Atatürk’ün Tiyatroya Verdiği Önem
Atatürk sanatın her dalına ayrı ayrı önem vermiştir. Bir milletin sanatsız olmayacağını sözlerinde açıklamıştır. İstanbul’a her gelişinde tiyatrolara giderek izlemişlerdir. Tiyatro sanatçıları ile beraber zaman geçirmekten keyif almıştır.
Çankaya köşkünde verdiği davette İstanbul Devlet Tiyatrosunun oyuncuları için özel davet göndermiştir. Açılış konuşmasında özellikle tiyatro oyuncuları için “Hepiniz milletvekili olabilirsiniz, bakan olabilirsiniz, hatta Cumhurbaşkanı olabilirsiniz, fakat sanatkar olamazsınız” sözlerini söylemiştir.
Atatürk, Türk tiyatrosunun gelişmesi için teşviklerde bulunmuştur. Tiyatro sürekli gelişen bir alan olması batılı ülkelerin takip edilerek sanatın gelişmesine katkıda bulunacağını düşünmüştür.

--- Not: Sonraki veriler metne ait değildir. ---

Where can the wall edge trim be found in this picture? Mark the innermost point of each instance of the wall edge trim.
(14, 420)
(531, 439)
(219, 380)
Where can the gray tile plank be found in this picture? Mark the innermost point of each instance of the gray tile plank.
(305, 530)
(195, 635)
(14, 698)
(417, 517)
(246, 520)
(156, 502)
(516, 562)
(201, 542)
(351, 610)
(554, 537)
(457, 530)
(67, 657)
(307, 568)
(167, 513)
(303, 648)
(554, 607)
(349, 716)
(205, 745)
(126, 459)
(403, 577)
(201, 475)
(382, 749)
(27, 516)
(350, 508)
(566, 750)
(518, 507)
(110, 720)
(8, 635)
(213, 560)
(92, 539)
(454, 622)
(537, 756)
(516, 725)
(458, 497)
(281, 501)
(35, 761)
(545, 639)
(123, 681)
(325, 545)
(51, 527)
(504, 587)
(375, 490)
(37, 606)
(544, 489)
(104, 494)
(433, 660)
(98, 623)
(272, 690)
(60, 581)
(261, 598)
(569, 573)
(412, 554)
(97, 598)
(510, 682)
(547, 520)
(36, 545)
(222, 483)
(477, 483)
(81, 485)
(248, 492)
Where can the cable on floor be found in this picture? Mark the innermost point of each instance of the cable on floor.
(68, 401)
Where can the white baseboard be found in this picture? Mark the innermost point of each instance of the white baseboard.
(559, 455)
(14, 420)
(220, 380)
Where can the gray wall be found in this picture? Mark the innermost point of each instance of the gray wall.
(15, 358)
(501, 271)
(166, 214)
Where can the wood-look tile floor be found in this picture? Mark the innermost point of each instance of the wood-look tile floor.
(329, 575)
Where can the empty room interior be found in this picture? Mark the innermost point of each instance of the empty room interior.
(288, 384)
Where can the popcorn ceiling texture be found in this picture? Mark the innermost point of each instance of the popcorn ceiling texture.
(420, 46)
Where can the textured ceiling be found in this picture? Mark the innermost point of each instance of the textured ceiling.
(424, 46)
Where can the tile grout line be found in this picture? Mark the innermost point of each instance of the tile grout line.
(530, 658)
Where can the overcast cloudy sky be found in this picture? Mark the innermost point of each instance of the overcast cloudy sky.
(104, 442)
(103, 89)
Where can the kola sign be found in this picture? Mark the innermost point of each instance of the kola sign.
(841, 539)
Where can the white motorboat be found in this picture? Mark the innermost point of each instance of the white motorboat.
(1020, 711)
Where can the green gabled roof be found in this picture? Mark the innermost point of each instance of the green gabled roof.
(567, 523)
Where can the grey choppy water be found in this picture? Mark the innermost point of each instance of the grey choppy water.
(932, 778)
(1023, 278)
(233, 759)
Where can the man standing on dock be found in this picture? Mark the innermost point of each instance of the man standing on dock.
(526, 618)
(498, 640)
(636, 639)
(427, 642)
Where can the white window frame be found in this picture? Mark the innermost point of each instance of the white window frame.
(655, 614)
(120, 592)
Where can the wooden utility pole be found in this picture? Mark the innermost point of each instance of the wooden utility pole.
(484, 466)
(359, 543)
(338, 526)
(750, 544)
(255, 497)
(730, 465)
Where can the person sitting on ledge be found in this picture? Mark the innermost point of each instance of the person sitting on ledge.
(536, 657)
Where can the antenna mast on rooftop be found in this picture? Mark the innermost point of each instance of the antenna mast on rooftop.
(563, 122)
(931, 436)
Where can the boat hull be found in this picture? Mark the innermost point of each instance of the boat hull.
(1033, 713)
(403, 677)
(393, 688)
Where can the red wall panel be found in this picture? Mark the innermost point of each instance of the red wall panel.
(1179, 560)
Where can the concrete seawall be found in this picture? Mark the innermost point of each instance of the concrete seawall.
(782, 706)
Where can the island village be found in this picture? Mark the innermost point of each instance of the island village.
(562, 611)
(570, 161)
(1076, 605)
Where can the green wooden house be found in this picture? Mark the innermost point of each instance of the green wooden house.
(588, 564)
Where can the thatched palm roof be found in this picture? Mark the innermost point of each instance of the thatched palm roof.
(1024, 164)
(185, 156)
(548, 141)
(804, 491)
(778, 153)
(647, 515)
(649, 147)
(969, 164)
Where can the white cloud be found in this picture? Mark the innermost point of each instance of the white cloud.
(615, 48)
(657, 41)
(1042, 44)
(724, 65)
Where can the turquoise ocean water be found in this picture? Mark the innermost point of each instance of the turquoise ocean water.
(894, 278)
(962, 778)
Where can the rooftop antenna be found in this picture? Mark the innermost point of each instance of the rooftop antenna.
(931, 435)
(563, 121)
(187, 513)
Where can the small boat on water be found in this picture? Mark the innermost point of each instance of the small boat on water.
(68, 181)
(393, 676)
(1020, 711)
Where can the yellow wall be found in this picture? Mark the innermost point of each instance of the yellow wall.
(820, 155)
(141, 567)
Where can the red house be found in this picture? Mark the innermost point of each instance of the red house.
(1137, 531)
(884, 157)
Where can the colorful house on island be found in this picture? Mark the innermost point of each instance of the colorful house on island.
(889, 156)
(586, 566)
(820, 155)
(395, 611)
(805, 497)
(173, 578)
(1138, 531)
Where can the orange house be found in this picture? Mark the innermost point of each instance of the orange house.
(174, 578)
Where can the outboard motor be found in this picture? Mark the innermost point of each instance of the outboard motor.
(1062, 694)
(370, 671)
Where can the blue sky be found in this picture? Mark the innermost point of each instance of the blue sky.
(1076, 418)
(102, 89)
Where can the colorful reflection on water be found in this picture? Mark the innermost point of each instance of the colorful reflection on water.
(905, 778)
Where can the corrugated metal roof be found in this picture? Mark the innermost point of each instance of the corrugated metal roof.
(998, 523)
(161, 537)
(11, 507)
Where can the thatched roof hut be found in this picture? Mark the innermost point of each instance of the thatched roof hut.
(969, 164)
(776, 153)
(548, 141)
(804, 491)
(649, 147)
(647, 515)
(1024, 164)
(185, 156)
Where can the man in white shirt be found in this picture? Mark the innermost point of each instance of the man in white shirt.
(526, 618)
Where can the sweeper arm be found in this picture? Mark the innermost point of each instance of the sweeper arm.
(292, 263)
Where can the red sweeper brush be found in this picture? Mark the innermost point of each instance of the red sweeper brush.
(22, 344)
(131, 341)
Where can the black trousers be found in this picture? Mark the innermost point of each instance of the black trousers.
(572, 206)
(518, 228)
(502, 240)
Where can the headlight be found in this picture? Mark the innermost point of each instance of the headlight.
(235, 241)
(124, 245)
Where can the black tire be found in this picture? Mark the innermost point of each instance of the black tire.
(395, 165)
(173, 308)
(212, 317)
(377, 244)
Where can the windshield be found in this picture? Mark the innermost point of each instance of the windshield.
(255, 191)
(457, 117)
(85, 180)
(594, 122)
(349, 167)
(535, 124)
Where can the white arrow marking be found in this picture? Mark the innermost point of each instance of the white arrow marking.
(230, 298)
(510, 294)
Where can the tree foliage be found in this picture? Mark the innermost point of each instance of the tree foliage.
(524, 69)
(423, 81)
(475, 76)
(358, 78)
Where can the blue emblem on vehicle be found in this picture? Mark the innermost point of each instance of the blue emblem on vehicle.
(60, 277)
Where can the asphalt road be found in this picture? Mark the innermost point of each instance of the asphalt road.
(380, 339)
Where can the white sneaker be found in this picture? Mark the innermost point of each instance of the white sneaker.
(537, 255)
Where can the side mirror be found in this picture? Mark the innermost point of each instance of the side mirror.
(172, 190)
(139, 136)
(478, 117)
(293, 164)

Cumhuriyet’in ilan edilmesi ile yapılan çalışmalardan birisi Dar ül bedayi ve özel tiyatroların çalışmaları olmuştur. İstanbul belediyesine bağlanarak “İstanbul Şehit Tiyatroları” adı altında oldu.
Atatürk’ün tiyatro konulu anısı
11 Nisan 1930 yılında Atatürk, Marmara köşkünde sanatçıları ağırlamaktaydı. O dönemlerde Muhsin Ertuğrul ile baş başa kaldıklarında Atatürk sorar “Siz beni ateşe milterlik çağlarından beri memleketimde görmeyi candan özlediğim bir hayali gerçekleştirdiniz. Şimdi ben devlet reisi olarak soruyorum. Hükümetten ne istersiniz?”
O zamanlar istenecek o kadar çok şey vardır ki, halk yokluk ve bir çok zorlukla karşı karşıya kalmaktadır. Yeni oyuncuların yetişmediğini ve eskilerinin de öldüğünü gören Muhsin Ertuğrul tiyatronun gelecek nesillere taşınması gerektiğini görür “devlet tiyatro okulu açalım paşam” der. Çok geçmeden Türk tiyatrosunun temeli Devlet Konservatuarları kurulur ve devlet himayesinde çalışmak üzere Devlet Tiyatroları kurulmuştur.